Open Reduction Technique:
* Approach Selection Principle: Follow the metaphyseal ridge.
* Anterior Approach: Indicated for posterior displacement, or when vascular injury and/or median nerve injury are present.
* Medial Approach: Indicated for posterolateral displacement or flexion-type injuries.
* Lateral Approach: Indicated for posteromedial displacement.
* Posterior Approach: Generally avoided; associated with poorer outcomes (stiffness, avascular necrosis, cosmetic concerns).
* Avoid injured tissue planes.
* Minimize further soft tissue disruption.
* As shown in the figure: For a fracture with posterolateral displacement, a medial approach was used for open reduction.

K-Wire Fixation Techniques:
* Lateral-Only Pinning:
* Most commonly used technique.
* Can utilize 2 or 3 laterally placed K-wires.
* Cross Pinning (Medial & Lateral):
* Provides biomechanical stability.
* Carries a risk of iatrogenic ulnar nerve injury.

* All-Lateral Pinning (divergent):
* Carries a risk of radial nerve injury.
* Less commonly used.

* Antegrade Intramedullary Nailing: Also described. Suitable for high supracondylar fractures.
* Biomechanics: Cross-pinning is the most stable construct biomechanically. However, for most Type 3 fractures, cross-pinning has not demonstrated a clear clinical advantage over lateral-only pinning. Cross-pinning carries a higher risk of iatrogenic ulnar nerve injury (4.3-fold increased risk).
* Indications for Medial Pinning Include:
* Medial comminution.
* Proximal medial to distal lateral oblique fracture pattern (reverse oblique fracture).
* Intra-articular variant fractures. (As shown in the figure).

* Medial Pinning Technique:
* Place two lateral K-wires first.
* Extend the elbow to 45 degrees to relax the ulnar nerve.
* Be aware of ulnar nerve subluxation (present in ~16% of children, Zaltz 1996).
* Use thumb retraction or a small incision to protect the ulnar nerve during pin placement.
* Iatrogenic Nerve Palsy Post-op: Controversy exists regarding whether to remove the pins.

* Ideal Pin Placement Requirements: Use 1.5-2 mm K-wires. Pins should engage the medial and lateral columns with a divergent pattern. Greater separation between pins increases stability. As shown in the figure, pin configurations for Type 2A, 2B, and 3 fractures.


* Achieve wide separation at the fracture site.
* Pins should follow the metaphyseal flare to capture the lateral column.
* Laterally placed pins can be used to capture the medial column.
* Pin tips should engage the distal fragment just proximal to the fracture line.
* A third pin can be added between the two main pins for additional stability.

Intraoperative Fluoroscopic Assessment of Stability:
* Check AP alignment with the elbow in extension.
* Obtain a true lateral view to assess alignment.
* Obtain oblique views to assess medial and lateral column reduction.
* Consider dynamic fluoroscopic stress views to evaluate the stability of the reduction construct (especially if limited follow-up is planned).
* AP View: Apply rotational stress, varus/valgus stress.
* Lateral View: Assess range of flexion and extension.
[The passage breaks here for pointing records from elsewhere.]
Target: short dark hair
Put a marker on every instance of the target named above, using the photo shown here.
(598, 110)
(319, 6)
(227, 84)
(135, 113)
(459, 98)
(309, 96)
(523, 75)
VI. Postoperative Management:
To prevent complications from postoperative swelling, a cast with a cut-out (as depicted) can be utilized.

K-wires are typically removed 3-4 weeks postoperatively.
VII. Summary:
* Meticulous preoperative neurovascular examination is crucial.
* Do not miss ipsilateral associated fractures ("floating elbow" injuries).
* Type 2A fractures can be managed with closed reduction and casting.
* Close follow-up is required for some nonoperatively treated cases.
* Timing for surgery is urgent only if signs of vascular compromise are present.
* Surgical treatment typically involves closed reduction and percutaneous pinning (CRPP) and its modifications.
* Treatment variations exist for pediatric supracondylar humerus fractures.